ABSTRACT

This chapter builds upon concepts previously introduced to illustrate and explain advanced audio stream optimisation techniques by platform and genre. It notes special considerations for consoles, PCs, web and mobile devices, giving detailed examples of the setup for Burnout 3 music and crash streams, Club Football’s commentary and crowd roars, and the radio, music and cinematic streaming in Grand Theft Auto 4 and 5. It contrasts console implementations of Colin McRae Rally 5 ambiences and speech, with and without a hard drive, Race Driver GRID’s interleaved interactive music layers, pit radio and top-resolution graphics streams on DVD and Blu-ray and the commentary and crowd audio in Brian Lara Cricket 2007, straddling console generations with very divergent hardware capabilities.

Concepts: interleaved stream file and buffer structures, streaming system processor threads, layers of buffering, codec, channel count and buffer size interactions.

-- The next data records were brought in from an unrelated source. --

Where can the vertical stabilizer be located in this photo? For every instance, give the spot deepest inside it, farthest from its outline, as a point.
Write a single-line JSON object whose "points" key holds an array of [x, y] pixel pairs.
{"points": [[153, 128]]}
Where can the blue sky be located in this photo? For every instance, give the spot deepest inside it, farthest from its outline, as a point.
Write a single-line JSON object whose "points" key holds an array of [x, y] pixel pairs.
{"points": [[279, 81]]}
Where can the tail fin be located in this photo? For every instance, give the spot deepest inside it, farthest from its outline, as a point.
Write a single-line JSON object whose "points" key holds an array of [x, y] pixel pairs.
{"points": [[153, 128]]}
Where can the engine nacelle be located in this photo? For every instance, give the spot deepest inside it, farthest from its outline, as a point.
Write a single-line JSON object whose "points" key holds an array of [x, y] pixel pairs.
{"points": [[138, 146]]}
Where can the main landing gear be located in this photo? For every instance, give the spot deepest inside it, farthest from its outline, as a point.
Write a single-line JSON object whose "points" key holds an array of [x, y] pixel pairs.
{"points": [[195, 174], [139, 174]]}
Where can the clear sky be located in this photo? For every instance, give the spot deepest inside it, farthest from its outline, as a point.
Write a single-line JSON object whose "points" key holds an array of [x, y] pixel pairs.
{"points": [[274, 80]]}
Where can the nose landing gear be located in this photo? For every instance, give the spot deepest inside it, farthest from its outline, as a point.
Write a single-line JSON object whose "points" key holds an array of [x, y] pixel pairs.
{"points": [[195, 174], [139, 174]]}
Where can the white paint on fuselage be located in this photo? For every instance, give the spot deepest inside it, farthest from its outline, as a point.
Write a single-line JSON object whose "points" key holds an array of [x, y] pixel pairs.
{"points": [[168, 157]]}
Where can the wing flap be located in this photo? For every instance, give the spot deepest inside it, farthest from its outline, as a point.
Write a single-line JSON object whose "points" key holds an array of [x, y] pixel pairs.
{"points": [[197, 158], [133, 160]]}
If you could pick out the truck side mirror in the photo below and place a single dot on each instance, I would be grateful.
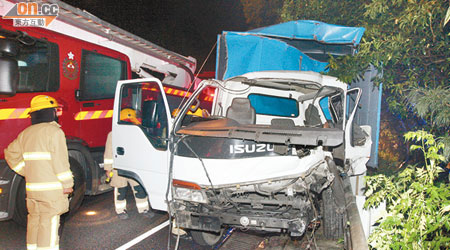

Planar audio: group lengths, frames and strides, block sizes, loop alignment and glitchless rewinding, stream bank selection and alternation, bank and stream memory allocations compared, sharing the drive with non-audio systems, dynamic bank swapping, instantly starting streams with pre-roll stubs, variable, constrained and average bit rate streams, mobile music streams, co-operating with user-selected music, sample rate selection, smoothing spikes in decoder activity.